Seyfullah Koyuncu

Seyfullah Koyuncu

Ayasofya’nın gölgesinde Konya’yı konuştuk

Ayasofya’nın gölgesinde Konya’yı konuştuk

Konya basını olarak Cumartesi günü İstanbul’daydık.

Sultanahmet Meydanı’nda, Ayasofya-i Kebir Cami-i Şerifi’nin gölgesinde çok güzel bir akşam yaşadık.

Anadolu yakasında yağmur sicim gibi yağarken, Avrupa yakasında nemli ve güzel bir İstanbul akşamı vardı. Normalde hasretle beklediğimiz yağmurun, o akşam yağmasını pek istemedik.

Çünkü, Kültür ve Turizm Bakanlığı ile Konya Büyükşehir Belediyesi’nin iş birliğinde düzenlenen “Mevlânâ Gülşenine Davet - GEL” programı ile İstanbul’da Konya coşkusu yaşanması için yerimizi almıştık.

UNESCO tarafından 2023 yılının “Mevlânâ Yılı” olarak takvime alınması nedeniyle, Kültür ve Turizm Bakanlığı, Güzel Sanatlar Genel Müdürlüğü ve Konya Büyükşehir Belediyesi öncülüğünde düzenlenen son etkinliklerden birini yağmura yakalanmadan geride bıraktık.

Sultanahmet Meydanı’nda düzenlenen bu görsel şölende, yurt içinden ve yurt dışından gelen 750 semazen, Sema Ayin-i Şerifi icra etti.

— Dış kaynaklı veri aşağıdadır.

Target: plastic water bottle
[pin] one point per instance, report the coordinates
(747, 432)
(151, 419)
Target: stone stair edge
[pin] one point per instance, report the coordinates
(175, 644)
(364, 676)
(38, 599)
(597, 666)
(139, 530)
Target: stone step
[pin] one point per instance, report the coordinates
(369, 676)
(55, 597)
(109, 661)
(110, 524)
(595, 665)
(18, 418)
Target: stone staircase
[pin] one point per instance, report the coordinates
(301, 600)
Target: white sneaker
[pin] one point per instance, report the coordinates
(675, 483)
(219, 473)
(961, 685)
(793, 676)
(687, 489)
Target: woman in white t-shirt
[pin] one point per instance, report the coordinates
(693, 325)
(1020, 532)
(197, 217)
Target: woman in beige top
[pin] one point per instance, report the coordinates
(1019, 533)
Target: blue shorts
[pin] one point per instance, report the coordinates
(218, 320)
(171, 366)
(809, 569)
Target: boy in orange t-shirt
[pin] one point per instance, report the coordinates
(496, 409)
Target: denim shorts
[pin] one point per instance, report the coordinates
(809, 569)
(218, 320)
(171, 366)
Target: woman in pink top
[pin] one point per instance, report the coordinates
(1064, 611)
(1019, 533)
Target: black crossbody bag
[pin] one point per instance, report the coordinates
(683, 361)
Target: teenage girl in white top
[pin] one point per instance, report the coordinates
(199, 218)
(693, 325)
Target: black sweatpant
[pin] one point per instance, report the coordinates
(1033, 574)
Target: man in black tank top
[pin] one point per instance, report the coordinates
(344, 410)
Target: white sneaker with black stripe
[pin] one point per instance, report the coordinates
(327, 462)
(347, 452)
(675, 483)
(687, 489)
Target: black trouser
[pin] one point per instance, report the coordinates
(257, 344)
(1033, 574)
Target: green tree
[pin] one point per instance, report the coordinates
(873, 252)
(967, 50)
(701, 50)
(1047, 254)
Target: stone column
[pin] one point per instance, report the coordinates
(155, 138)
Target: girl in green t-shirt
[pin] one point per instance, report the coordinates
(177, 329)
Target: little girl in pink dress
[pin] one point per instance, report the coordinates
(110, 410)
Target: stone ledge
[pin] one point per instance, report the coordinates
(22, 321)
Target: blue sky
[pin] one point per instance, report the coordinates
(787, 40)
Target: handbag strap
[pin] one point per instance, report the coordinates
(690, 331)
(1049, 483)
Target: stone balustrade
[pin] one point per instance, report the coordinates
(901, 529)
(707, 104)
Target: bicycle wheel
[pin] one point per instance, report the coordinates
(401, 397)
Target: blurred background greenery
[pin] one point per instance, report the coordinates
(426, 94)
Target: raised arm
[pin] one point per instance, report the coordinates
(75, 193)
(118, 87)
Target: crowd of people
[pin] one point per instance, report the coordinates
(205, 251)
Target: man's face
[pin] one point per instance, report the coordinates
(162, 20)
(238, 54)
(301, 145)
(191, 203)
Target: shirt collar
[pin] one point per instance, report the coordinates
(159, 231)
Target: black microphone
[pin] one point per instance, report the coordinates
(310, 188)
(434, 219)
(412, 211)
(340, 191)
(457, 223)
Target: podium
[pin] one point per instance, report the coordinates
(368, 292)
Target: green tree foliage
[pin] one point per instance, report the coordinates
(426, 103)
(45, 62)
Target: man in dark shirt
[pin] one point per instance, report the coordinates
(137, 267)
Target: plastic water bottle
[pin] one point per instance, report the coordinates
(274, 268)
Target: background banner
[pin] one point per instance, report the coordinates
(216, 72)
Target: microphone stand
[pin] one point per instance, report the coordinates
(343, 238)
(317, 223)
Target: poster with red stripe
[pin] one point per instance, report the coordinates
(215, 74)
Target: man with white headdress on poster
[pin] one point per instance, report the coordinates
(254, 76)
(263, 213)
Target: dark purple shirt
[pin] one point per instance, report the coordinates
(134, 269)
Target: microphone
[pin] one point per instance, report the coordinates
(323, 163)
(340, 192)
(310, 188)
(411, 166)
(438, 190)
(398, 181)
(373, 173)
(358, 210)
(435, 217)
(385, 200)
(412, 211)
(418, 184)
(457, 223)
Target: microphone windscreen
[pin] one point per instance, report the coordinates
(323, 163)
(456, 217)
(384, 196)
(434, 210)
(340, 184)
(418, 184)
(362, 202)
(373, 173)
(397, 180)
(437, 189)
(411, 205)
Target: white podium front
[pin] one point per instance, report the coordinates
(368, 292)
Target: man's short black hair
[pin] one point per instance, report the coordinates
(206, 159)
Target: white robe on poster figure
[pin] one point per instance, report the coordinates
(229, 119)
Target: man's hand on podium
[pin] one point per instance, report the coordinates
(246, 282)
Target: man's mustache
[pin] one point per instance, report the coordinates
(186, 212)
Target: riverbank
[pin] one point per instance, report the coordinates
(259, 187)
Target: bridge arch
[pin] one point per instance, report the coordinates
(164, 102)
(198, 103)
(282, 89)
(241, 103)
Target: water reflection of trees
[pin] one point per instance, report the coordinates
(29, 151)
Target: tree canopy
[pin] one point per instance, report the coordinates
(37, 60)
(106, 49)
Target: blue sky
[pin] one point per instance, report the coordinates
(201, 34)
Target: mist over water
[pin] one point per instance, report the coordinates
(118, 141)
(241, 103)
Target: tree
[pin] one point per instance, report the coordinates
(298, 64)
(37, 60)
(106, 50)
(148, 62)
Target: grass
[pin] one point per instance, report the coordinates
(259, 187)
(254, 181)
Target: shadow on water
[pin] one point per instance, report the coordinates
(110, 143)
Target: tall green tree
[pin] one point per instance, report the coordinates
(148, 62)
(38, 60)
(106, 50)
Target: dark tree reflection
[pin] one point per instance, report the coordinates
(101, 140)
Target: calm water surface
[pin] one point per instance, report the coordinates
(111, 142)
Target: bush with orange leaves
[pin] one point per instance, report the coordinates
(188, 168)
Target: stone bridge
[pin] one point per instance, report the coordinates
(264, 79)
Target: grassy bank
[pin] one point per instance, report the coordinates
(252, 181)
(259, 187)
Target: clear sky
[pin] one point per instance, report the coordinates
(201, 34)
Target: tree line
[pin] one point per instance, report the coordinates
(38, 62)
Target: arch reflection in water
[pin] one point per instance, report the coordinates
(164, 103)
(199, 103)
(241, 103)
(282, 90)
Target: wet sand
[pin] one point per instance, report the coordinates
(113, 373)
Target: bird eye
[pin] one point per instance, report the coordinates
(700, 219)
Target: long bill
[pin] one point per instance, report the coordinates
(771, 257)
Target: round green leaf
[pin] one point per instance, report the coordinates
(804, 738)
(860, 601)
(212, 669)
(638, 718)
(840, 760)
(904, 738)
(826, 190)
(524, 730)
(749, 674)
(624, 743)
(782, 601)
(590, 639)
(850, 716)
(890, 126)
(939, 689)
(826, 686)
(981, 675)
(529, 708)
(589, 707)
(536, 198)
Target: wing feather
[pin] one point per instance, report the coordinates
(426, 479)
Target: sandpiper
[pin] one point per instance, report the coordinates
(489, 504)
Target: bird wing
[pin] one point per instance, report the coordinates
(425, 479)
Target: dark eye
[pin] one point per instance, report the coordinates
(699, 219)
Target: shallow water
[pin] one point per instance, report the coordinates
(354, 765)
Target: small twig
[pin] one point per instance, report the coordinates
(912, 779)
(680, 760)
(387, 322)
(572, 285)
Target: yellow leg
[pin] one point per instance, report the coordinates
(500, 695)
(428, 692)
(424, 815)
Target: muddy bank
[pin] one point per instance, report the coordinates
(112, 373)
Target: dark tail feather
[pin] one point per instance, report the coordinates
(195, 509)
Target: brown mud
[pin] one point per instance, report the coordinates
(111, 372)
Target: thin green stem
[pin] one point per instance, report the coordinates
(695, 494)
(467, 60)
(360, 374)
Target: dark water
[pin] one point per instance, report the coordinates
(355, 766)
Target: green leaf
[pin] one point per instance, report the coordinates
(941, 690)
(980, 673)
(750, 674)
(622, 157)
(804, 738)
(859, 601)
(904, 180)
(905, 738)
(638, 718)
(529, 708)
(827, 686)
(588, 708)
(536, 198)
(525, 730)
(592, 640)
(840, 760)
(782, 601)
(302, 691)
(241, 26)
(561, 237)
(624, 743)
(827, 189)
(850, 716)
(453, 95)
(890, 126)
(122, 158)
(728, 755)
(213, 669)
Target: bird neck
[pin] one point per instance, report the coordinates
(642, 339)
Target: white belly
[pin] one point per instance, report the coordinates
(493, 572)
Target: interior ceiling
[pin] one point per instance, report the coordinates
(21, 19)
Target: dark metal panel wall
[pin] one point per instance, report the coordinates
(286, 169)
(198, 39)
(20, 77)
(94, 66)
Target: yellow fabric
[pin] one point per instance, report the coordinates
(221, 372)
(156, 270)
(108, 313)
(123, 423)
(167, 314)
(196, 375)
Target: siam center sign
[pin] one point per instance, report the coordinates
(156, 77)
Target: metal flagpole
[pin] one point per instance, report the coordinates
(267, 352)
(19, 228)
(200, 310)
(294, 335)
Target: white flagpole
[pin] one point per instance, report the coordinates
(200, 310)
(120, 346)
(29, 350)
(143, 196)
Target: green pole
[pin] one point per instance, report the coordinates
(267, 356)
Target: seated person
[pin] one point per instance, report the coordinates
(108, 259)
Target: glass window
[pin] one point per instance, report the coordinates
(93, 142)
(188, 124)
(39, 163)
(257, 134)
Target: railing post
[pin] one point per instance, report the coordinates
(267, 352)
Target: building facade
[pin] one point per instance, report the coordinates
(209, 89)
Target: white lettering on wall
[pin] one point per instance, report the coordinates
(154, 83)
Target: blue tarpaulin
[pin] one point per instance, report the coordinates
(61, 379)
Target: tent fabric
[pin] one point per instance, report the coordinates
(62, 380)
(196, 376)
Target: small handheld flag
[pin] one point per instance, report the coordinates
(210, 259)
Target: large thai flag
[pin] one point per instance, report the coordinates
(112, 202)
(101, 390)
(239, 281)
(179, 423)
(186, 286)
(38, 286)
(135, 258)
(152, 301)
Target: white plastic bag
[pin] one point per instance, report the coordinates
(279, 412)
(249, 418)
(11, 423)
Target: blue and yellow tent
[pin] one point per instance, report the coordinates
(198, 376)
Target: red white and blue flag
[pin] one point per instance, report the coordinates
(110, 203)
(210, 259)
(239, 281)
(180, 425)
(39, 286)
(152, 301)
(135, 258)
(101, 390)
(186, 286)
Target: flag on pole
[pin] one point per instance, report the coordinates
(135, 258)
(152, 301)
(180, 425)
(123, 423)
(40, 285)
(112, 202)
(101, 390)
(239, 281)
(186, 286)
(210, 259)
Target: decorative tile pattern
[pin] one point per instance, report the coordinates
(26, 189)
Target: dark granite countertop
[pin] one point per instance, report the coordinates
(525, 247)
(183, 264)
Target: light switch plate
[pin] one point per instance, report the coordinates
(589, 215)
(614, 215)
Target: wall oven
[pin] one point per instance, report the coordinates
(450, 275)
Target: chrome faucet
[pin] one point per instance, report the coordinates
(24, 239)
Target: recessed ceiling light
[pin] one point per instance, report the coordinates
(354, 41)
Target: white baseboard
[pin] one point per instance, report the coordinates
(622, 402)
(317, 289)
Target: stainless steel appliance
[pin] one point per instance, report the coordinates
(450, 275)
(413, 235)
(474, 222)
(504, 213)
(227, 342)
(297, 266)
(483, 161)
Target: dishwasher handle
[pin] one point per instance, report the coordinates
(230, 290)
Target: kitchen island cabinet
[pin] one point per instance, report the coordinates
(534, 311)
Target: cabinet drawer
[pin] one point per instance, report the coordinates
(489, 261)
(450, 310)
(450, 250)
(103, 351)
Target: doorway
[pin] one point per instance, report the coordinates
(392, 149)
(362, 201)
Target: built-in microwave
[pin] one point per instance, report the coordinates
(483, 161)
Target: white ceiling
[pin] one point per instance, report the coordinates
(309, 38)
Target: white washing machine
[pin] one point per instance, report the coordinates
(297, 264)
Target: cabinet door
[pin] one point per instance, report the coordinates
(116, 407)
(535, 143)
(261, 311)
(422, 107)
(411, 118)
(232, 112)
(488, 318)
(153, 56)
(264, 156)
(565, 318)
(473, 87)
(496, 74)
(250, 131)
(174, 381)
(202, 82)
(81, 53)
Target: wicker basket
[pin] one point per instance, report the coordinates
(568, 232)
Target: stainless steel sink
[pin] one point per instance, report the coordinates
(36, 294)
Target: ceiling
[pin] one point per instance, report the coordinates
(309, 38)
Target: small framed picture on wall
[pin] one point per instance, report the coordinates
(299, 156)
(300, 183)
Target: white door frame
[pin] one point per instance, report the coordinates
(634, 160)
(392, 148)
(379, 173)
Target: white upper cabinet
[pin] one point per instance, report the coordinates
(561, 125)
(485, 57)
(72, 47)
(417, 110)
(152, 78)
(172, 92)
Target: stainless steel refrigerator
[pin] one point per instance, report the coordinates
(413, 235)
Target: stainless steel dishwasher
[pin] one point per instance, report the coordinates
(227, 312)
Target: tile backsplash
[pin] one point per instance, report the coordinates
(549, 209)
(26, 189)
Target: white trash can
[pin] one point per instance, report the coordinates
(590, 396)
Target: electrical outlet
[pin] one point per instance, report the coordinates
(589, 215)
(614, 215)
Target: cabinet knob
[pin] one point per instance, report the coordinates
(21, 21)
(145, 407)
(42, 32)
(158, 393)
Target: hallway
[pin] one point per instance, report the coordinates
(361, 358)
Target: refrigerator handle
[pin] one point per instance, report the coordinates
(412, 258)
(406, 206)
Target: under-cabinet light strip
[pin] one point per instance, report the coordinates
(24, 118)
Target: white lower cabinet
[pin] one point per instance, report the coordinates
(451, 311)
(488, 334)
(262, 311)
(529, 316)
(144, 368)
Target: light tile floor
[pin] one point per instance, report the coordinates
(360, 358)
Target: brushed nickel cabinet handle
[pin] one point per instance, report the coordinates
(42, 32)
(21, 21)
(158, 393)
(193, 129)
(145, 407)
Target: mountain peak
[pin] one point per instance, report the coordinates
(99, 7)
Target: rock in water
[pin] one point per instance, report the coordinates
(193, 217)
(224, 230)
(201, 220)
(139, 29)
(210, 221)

Ayrıca Ahmet Özhan ve Ömer Faruk Belviranlı, etkinliğin solist sanatçıları olarak sahne alırken; solistlere, klasik Türk ve Batı müziği enstrümanları ile bir de görkemli koro eşlik etti.

Hem gözümüzün pası silindi hem de kulağımızın pası silindi.

Başta İstanbullular olmak üzere, yerli ve yabancı turistler ile basın mensupları da programa büyük ilgi gösterdi.

Şölen öncesi, Kültür ve Turizm Bakanı Mehmet Nuri Ersoy ile Konya Büyükşehir Belediye Başkanı Uğur İbrahim Altay, Ayasofya-i Kebir Cami-i Şerifi’ni ziyaret etti. Sayın Bakan ve Başkan Altay’ın samimiyeti ise dikkat çekti.

Görsel şölen sona erdikten sonra ise Başkan Altay, Ayasofya önünde Konya basınının çay sohbetine eşlik etti.

Konya ile ilgili bazı yatırımlardan ve önemli hayallerinden bahsetti. Konya’nın trafiğinin çözümü yolunda yeni projeler üzerinde çalıştıklarını söyledi. Fakat Uğur Başkan o akşam dikkat çeken bir çağrıda da bulundu.

Tarihi Konya diye tabir ettiğimiz aks; Mevlana, Bedesten, Şems gibi şehrin merkezinde olan, Konya’yı Konya yapan, Konya ile özdeşleşen mekanların Konyalılar tarafından daha fazla ziyaret edilmesi gerektiğini belirtti.

Annelere ve babalara, çocuklarının elinden tutup, Mevlana’yı, Bedesten’i, Altın Çarşı’yı, Şems ve Rampalı’yı gezdirmeleri çağrısında bulundu.

Uğur Başkan’ın bu çağrısı bence de önemliydi.

Çünkü günümüzde çocuklar ve gençler ya tablet, bilgisayar başında vakit geçiriyor ya da alışveriş merkezlerinden çıkmıyor. Ne yazık ki birçoğu yaşadığı şehri tanımıyor, bilmiyor.

Bu nedenle ailelerin çocuklarına şehir tanıtması ve sevdirmesi güzel bir yaklaşım olur. Yani şehri imar ederken, gençleri ihmal etmemek gerekiyor.

Şems, Şükran Mahallesi ve Larende aksında uzun zamandır devam eden gettolaşma, yani göçmenlerin yoğunluğu ile başlayan kayıp, şehrin kültürü açısından olumsuz bir tablo çiziyor.

Bu kaybın önüne geçmek için de Konyalıların bu bölgeleri ve özellikle şehir merkezini kaderine terk etmemesi gerekiyor. Konyalıların şehrine sahip çıkması, şehrinin kültürünü koruması, şehrinin marka bölgelerini kimsesiz bırakmaması gerekiyor.